Она грешна не так — иначе.


Анкета

Перед ним лежал листок анкеты.
Взгляд его беспомощно блуждал.
Что тут думать, право, над ответом?
Не был. Не имел. Не состоял.

Вспоминал по гамбургскому счёту
всё, что было, мучило и жглось.
А в висках стучало обречённо:
«Не пришлось. Не вышло. Не сбылось».


Нищий

У врат обители святой
стоял просящий подаянья.
М. Лермонтов

Стоит он, молящий о чуде.
Глаза источают беду.
Подайте, пожалуйста, люди,
на водку, на хлеб и еду!

И тянет ладонь через силу,
и тупо взирает вокруг.
Да кто же подаст тебе, милый?
Россия  — в лесу этих рук.

Я еду в троллейбусе тёплом.
Луч солнца играет в окне.
Но бьётся, колотится в стёкла:
«Подайте, подайте и мне!

Подайте мне прежние годы,
уплывшие в вечную ночь,
подайте надежды, свободы,
подайте тоску превозмочь!

Подайте опоры, гарантий,
спасенья от избранных каст,
подайте, подайте, подайте...»
Никто. Ничего. Не подаст.



В булочной

Старушка шептала, купюры считала.
Совсем ей немного на хлеб не хватало.

Я быстро ей сунула денежку в руку,
чтоб только не видеть старушечью муку,

и тут же смешалась с толпой магазинной.
Но глянула мельком — и сердце пронзило:

так губы дрожали, и дрожь её била —
ведь я той подачкой её оскорбила!

Как стыд меня жёг, я себя проклинала!
И долго потом её взгляд вспоминала.

Промчалась зима, а за нею и лето.
Я снова иду мимо булочной этой.

Смотрю — у дверей притулилась старушка
в дырявом пальтишке с облезлой опушкой,

и жалко на хлеб у прохожих просила:
«За ради Христа... С вами крестная сила...»

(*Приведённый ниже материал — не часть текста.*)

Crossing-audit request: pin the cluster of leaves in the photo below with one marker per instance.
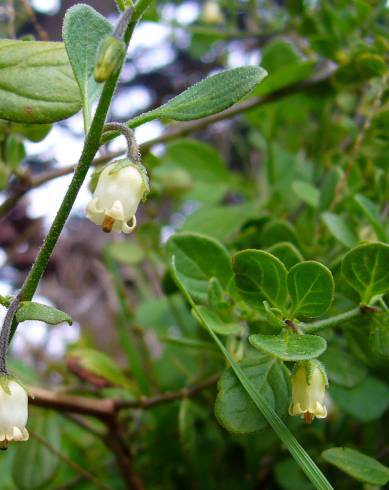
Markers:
(288, 225)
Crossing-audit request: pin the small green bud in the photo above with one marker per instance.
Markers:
(109, 56)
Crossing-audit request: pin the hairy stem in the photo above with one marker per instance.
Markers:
(91, 145)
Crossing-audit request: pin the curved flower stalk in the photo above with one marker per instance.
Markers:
(309, 383)
(13, 412)
(120, 188)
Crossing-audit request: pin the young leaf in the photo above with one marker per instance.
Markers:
(36, 311)
(37, 83)
(216, 324)
(212, 95)
(372, 214)
(359, 466)
(379, 335)
(296, 450)
(83, 30)
(311, 288)
(198, 258)
(233, 407)
(365, 268)
(260, 276)
(289, 347)
(98, 363)
(339, 229)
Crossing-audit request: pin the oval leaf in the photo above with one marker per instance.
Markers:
(359, 466)
(311, 288)
(98, 363)
(36, 311)
(290, 347)
(260, 276)
(83, 30)
(234, 408)
(212, 95)
(36, 82)
(198, 259)
(366, 270)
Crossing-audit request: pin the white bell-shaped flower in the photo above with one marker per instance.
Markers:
(309, 383)
(13, 412)
(119, 190)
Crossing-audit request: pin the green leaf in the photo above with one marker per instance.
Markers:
(220, 222)
(311, 288)
(306, 192)
(260, 276)
(296, 450)
(212, 95)
(366, 402)
(216, 323)
(100, 364)
(36, 311)
(372, 214)
(379, 335)
(339, 229)
(83, 30)
(342, 368)
(357, 465)
(233, 407)
(36, 82)
(198, 259)
(365, 268)
(289, 346)
(125, 252)
(34, 465)
(287, 253)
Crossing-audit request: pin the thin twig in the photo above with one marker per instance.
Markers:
(5, 331)
(69, 462)
(358, 143)
(176, 131)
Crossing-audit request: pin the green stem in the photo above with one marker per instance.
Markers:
(91, 145)
(330, 322)
(296, 450)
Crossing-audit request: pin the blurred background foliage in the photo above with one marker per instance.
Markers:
(291, 169)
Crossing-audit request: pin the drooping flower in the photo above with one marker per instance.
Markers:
(309, 383)
(119, 190)
(13, 412)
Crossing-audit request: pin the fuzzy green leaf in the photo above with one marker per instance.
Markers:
(311, 288)
(289, 346)
(198, 259)
(365, 268)
(36, 311)
(234, 408)
(36, 82)
(212, 95)
(83, 30)
(260, 276)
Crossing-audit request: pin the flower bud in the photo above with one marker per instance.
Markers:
(13, 412)
(119, 190)
(109, 57)
(309, 383)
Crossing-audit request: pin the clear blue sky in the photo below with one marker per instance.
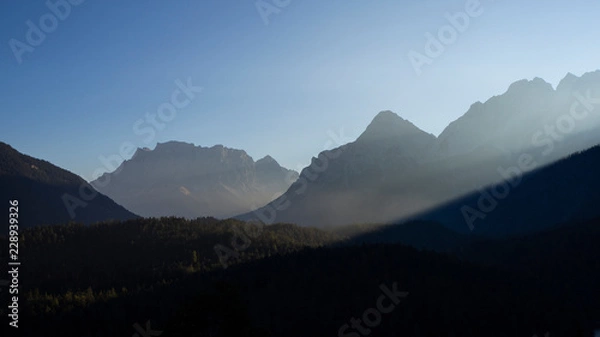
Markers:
(278, 89)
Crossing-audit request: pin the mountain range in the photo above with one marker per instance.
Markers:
(47, 194)
(181, 179)
(394, 170)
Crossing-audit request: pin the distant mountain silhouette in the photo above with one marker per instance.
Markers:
(182, 179)
(396, 170)
(42, 188)
(565, 191)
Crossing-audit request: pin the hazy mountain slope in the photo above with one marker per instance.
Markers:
(565, 191)
(185, 180)
(396, 170)
(40, 187)
(348, 184)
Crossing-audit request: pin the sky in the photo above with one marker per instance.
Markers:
(285, 78)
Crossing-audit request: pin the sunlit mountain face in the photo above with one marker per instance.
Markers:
(283, 168)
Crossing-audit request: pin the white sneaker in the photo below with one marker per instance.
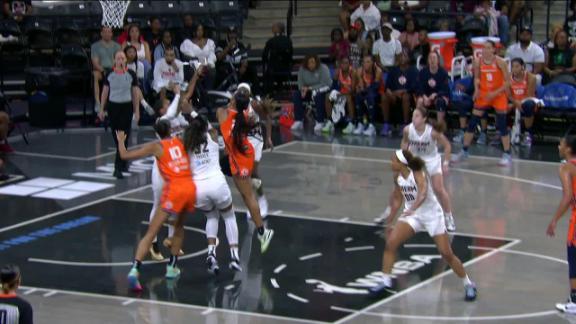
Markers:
(297, 126)
(349, 129)
(328, 127)
(359, 129)
(506, 160)
(370, 130)
(568, 308)
(263, 203)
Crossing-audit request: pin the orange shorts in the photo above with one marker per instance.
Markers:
(241, 164)
(178, 196)
(500, 103)
(571, 239)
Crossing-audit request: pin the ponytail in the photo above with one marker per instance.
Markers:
(241, 125)
(195, 135)
(414, 163)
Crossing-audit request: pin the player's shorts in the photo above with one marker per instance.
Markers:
(213, 193)
(258, 145)
(571, 238)
(433, 223)
(500, 103)
(178, 196)
(434, 165)
(157, 183)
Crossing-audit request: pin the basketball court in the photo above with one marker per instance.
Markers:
(73, 230)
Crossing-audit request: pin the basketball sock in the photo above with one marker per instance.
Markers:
(211, 249)
(136, 264)
(466, 281)
(173, 261)
(234, 253)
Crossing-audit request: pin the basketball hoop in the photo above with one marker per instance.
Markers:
(113, 12)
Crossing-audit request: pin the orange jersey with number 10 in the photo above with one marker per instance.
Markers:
(179, 191)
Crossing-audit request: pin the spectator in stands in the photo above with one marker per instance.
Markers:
(13, 308)
(188, 27)
(102, 55)
(230, 51)
(560, 59)
(433, 88)
(16, 9)
(409, 37)
(203, 49)
(277, 58)
(423, 47)
(368, 80)
(340, 47)
(528, 51)
(313, 82)
(348, 7)
(570, 24)
(522, 91)
(142, 48)
(168, 72)
(400, 84)
(136, 66)
(356, 47)
(409, 6)
(387, 49)
(498, 25)
(167, 41)
(369, 14)
(343, 82)
(154, 35)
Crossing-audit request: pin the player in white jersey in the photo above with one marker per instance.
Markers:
(422, 139)
(168, 111)
(422, 213)
(213, 196)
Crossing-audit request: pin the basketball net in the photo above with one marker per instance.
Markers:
(113, 12)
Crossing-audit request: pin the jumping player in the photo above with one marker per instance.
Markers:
(567, 172)
(491, 82)
(422, 139)
(422, 213)
(235, 124)
(178, 194)
(213, 195)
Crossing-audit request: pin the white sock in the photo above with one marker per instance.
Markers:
(231, 226)
(212, 249)
(466, 280)
(234, 253)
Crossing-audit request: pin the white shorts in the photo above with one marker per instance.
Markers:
(434, 225)
(213, 193)
(258, 147)
(434, 166)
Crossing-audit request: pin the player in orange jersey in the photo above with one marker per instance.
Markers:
(491, 86)
(567, 171)
(178, 194)
(236, 122)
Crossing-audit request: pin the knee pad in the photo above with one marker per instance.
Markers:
(212, 218)
(528, 108)
(440, 104)
(473, 123)
(502, 124)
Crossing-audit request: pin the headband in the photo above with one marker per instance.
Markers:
(401, 157)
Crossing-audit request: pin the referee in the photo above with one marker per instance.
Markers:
(13, 309)
(119, 99)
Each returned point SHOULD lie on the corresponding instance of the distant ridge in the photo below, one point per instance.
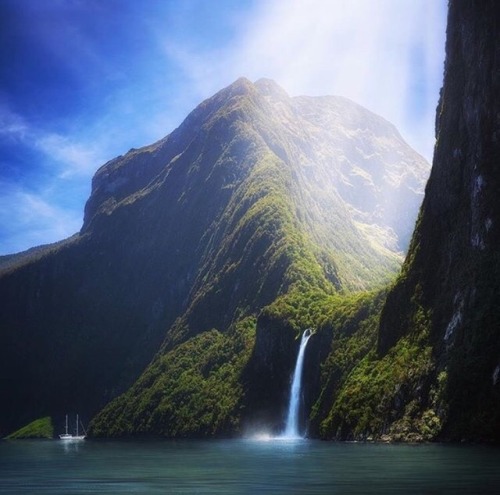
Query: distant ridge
(254, 195)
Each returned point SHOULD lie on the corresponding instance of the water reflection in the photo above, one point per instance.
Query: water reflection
(249, 466)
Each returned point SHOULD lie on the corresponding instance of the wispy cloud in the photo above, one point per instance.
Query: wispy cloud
(28, 219)
(386, 55)
(73, 158)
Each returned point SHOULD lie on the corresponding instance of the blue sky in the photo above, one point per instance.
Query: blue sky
(82, 81)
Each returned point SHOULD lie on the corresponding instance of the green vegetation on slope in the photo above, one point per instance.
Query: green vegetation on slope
(193, 390)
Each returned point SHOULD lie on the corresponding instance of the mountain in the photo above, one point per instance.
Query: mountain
(434, 371)
(185, 242)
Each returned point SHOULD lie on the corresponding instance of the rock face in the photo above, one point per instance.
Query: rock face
(452, 272)
(254, 194)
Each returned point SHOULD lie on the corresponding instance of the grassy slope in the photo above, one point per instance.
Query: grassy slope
(40, 428)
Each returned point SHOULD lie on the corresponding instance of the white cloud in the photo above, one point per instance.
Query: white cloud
(360, 49)
(28, 219)
(73, 158)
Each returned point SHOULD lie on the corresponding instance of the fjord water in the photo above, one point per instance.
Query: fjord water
(245, 467)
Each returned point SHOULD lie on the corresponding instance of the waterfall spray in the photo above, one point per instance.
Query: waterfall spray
(292, 421)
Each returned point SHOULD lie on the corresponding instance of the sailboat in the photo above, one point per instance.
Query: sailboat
(69, 436)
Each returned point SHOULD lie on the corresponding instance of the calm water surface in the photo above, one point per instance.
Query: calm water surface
(245, 467)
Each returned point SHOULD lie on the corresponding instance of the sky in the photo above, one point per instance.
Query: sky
(83, 81)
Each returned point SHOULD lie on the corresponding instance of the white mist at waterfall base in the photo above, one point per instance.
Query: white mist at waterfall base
(292, 421)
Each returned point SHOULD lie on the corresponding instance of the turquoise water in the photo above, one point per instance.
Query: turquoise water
(245, 467)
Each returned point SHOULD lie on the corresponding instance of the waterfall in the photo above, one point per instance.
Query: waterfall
(292, 421)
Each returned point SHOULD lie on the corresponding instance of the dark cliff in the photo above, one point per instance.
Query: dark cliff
(441, 318)
(184, 242)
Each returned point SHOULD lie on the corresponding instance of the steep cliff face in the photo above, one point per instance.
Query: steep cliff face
(442, 315)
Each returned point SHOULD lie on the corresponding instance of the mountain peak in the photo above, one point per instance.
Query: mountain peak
(269, 87)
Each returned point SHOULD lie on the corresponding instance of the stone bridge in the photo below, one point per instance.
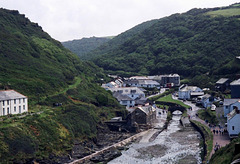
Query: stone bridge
(176, 107)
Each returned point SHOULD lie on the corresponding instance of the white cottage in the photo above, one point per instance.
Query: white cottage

Та самая. Встретиться взглядом не смею.
Но что же судьба за год сделала с нею?!

Та нищая гордость и глаз её холод —
всё съел, обглодал унижающий голод.

И голос смиренный в привычных моленьях
уже не умел различить оскорбленья.

В натруженных пальцах тщедушно, неловко
сжимала она, как цветок, сторублёвку.

И, встретившись взглядом, глаза опустила.
Узнала? Прочла мои мысли? Простила?..

1995



***
«Что-то Вам я хотела сказать...Что-то очень хорошее...
Я молилась за Вас», — сквозь улыбку потупленных глаз.
С каждым годом слова её, письма, звонки всё дороже мне.
В этой светлой душе за пластом открываю я пласт.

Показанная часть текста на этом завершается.